PracticeConsultingOutsourcing values shrink in 2005

Outsourcing values shrink in 2005

Increased use of offshore locations and more specialist providers sees average outsourcing contract values reduce

Price competition due to the increasing use of offshoring and a preference
towards more specialist providers has slashed the average value of outsourcing
contracts in Europe by 37% in the last year, according to sourcing advisory
company TPI.

However, the number of outsourcing contracts continues to rise, with 11% more
deals signed in 2004. TPI managing director Duncan Aitchison said that increased
competition among a number of smaller providers was good news for outsourcing
purchasers.

The average value of larger contracts signed worldwide to date in 2005 is
€183m (£124m), down by almost a quarter (24%) from €240m in 2004.

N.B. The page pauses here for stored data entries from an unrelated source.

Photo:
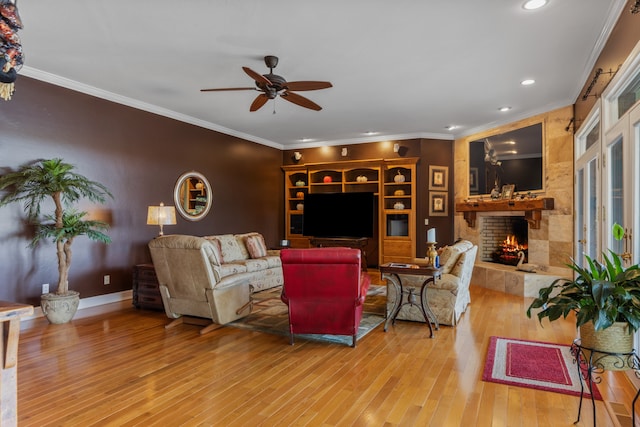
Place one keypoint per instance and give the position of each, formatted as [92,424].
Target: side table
[146,289]
[392,272]
[10,314]
[590,366]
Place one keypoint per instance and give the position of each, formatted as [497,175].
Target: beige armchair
[188,285]
[448,297]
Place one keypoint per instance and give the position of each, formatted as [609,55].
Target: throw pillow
[456,270]
[256,246]
[448,259]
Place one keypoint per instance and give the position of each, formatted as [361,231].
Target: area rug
[270,315]
[534,364]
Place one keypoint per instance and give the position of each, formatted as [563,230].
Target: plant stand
[590,366]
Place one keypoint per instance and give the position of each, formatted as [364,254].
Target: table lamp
[161,215]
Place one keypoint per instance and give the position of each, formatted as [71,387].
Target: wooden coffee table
[391,272]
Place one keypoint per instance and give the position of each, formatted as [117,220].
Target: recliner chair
[184,267]
[325,290]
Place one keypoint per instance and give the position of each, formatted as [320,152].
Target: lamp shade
[161,215]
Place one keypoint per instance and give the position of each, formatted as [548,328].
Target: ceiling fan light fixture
[534,4]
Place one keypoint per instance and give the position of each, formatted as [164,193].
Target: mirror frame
[177,199]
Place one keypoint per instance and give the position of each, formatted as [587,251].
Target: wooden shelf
[532,209]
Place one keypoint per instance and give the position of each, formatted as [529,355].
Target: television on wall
[335,215]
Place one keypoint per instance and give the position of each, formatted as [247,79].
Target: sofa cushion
[217,250]
[242,240]
[256,264]
[229,269]
[450,254]
[256,246]
[230,248]
[448,282]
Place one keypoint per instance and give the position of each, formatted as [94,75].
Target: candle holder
[432,254]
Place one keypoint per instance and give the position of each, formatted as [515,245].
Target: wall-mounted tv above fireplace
[339,215]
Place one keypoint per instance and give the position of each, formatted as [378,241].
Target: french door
[587,190]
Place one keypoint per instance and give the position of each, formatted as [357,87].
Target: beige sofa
[448,296]
[213,277]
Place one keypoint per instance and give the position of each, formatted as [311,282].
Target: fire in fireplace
[502,237]
[507,252]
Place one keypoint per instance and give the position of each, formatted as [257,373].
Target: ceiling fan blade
[227,88]
[301,101]
[310,85]
[258,102]
[259,78]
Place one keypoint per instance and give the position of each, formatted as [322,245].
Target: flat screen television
[339,215]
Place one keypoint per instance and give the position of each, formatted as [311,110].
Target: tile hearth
[505,278]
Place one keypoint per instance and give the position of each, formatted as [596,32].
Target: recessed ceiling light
[534,4]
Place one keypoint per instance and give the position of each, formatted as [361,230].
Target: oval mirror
[192,196]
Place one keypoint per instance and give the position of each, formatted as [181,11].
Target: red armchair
[325,290]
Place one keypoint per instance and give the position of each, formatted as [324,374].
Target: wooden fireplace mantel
[532,209]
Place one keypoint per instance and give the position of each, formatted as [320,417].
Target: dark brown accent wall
[138,156]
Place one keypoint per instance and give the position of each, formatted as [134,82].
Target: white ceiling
[405,69]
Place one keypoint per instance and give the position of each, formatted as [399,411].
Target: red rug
[534,364]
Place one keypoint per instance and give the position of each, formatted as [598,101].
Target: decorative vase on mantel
[59,309]
[614,339]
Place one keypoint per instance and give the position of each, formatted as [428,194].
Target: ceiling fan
[271,85]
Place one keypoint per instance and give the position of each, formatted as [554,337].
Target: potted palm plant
[37,183]
[605,297]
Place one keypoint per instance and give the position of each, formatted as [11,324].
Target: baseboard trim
[90,302]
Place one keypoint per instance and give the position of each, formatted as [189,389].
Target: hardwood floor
[122,368]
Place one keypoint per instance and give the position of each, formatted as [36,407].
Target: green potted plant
[605,298]
[37,183]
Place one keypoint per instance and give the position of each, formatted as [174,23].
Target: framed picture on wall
[438,178]
[473,180]
[438,203]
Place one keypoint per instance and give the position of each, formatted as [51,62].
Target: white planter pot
[615,339]
[59,309]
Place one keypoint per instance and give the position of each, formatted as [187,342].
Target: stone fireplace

Aitchison said: ‘Contracts are becoming increasingly specialised, with many
companies choosing to outsource single functions, such as accounts payable or
desktop support, selecting a best-of-breed provider for each. This trend to a
larger number of smaller contracts is creating opportunities for a wider range
of providers and driving increased competition to the benefit of outsourcing
purchasers.’

He said Indian providers in particular are enjoying growing success. ‘As the
recent ABN Amro deal demonstrates, Indian providers can also now compete for and
win the biggest application development and maintenance (ADM) contracts’, he
said.

TPI said the trend for smaller average contract values was further evidenced
by only eight mega deals – deals valued at over €800m – having been signed this
year compared with 13 at the same time in 2004.

A growing proportion of these mega deals were also found to be restructurings
rather than entirely new contracts. Some 38% of deals signed so far this year
were restructurings – far more than ever before.